JUDGE SAYS HER DECISION PROBABLY WON'T MATTER IN LONG RUN
Apr 18, 2001
By DAVE BRYAN
The Associated Press
MONTGOMERY, Ala. (AP) -- Exxon Mobil Chairman Ansel Condray said the oil
company didn't believe it would be cheating Alabama when it decided
how much to pay in royalties for natural gas wells drilled in state waters.
Condray testified at a hearing Tuesday before Circuit Judge Tracy McCooey,
who must decide whether to reduce a record $3.5 billion verdict against
the company.
Condray said a company analysis of how much to pay in royalties showed
there was a reasonable chance Exxon Mobil's interpretation of its
lease agreement with the state would be consistent with Alabama's
reading of it.
"We had a view and we thought we had a reasonable and fair and right
view," said Condray, who didn't testify during the trial.
But attorneys for Alabama said Exxon documents showed the company knew
it was probably underpaying the state but that the company decided to
risk it anyway.
"You calculated the chance of success of getting away with it, didn't
you?" asked Robert Cunningham, one of the attorney's hired by
the state.
"No sir, those are not the words I would use," Condray responded.
McCooey presided over a trial in December where a Montgomery jury decided
that Exxon Mobil had fraudulently underpaid the state on royalties for
natural gas wells drilled in waters along the Alabama coast. The jury
returned the largest verdict in state history: $87.7 million in compensatory
damages and $3.42 billion in punitive damages.

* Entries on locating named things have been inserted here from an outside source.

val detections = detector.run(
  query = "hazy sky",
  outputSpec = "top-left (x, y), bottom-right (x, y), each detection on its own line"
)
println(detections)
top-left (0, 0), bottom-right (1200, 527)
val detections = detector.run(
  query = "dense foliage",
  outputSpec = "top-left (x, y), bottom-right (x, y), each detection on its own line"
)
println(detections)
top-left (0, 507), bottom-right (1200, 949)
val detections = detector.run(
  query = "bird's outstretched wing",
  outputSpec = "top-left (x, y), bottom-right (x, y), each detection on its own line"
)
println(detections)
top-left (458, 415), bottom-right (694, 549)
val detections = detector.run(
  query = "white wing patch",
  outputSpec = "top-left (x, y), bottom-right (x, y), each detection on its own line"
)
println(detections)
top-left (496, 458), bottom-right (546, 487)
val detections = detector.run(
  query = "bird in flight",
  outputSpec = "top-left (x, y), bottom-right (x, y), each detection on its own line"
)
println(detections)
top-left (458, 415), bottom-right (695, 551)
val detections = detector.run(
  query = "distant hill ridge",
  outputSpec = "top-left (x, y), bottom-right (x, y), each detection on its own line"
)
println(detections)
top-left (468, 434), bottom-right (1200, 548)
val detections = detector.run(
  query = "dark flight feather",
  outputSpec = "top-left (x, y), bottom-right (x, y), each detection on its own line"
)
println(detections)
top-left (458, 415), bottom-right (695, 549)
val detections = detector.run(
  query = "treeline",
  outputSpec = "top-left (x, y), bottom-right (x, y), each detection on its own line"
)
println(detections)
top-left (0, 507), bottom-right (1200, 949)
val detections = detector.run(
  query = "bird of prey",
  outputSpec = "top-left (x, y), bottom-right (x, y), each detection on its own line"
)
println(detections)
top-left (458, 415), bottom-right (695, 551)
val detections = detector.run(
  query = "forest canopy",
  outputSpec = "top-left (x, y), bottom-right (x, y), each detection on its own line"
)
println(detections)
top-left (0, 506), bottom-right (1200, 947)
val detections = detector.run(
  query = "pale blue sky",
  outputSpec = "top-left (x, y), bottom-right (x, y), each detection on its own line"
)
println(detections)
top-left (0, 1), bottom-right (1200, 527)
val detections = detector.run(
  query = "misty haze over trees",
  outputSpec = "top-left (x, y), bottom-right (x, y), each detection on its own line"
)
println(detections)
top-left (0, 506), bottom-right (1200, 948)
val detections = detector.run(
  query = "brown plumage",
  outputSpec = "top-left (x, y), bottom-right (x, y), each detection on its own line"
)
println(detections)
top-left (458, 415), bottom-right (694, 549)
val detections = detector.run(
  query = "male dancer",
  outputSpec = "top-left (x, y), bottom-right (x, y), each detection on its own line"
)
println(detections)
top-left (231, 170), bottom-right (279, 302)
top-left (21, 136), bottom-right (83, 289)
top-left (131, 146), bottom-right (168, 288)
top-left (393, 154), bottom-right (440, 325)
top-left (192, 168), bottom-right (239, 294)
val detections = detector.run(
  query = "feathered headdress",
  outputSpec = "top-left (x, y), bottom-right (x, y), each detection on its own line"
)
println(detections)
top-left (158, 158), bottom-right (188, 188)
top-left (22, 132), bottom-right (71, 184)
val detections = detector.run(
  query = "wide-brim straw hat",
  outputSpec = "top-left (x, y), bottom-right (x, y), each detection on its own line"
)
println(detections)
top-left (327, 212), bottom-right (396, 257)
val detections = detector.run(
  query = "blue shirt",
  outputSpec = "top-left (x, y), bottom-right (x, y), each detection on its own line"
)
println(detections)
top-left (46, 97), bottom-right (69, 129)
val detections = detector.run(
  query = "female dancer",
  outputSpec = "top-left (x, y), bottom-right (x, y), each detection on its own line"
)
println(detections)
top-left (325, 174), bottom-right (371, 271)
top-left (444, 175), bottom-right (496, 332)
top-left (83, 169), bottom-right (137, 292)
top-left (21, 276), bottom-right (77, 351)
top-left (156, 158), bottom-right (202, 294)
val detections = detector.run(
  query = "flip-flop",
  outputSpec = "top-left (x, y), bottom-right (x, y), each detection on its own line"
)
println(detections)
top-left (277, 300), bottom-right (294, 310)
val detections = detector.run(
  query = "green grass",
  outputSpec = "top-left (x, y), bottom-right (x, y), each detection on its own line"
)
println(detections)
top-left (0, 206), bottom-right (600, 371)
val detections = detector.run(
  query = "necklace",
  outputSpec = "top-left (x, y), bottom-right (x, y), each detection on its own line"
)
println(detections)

Now McCooey is holding a two-day hearing to determine whether the punitive
damages are excessive and should be reduced.
In a courtroom crowded with attorneys and their assistants, the judge
said the case is going to be appealed to the Alabama Supreme Court, which
will ultimately decide the appropriate amount.
"What I do probably doesn't matter anyway," she said, but
added that she wanted to make sure the court hearing provided a good record
for the Supreme Court to consider.
The judge's frank remarks continued during the hearing.
Exxon Mobil presented Washington economist Jonathan Walker, who contended
the punitive damages were grossly excessive. Walker offered a mathematical
formula about what would be necessary to deter a company from repeating
improper conduct. The formula involved removing the profit from the enterprise,
but did not consider the worth of the company when determining the appropriate
punishment.
Walker said the $87.7 million in compensatory damages would be sufficient
to deter Exxon Mobil because that amount included 12 percent interest
on unpaid royalties, and that would erase any gain the oil company had.
After hearing the economist's explanation, the judge said, "No
offense, Dr. Walker, but it sounds like a bunch of B.S."
She said courts normally consider the worth of a company, and she noted
Exxon Mobil recently finished in first place in the Fortune 500 list of
American companies with the greatest annual revenue.
"It would be insane to say that doesn't matter," McCooey said.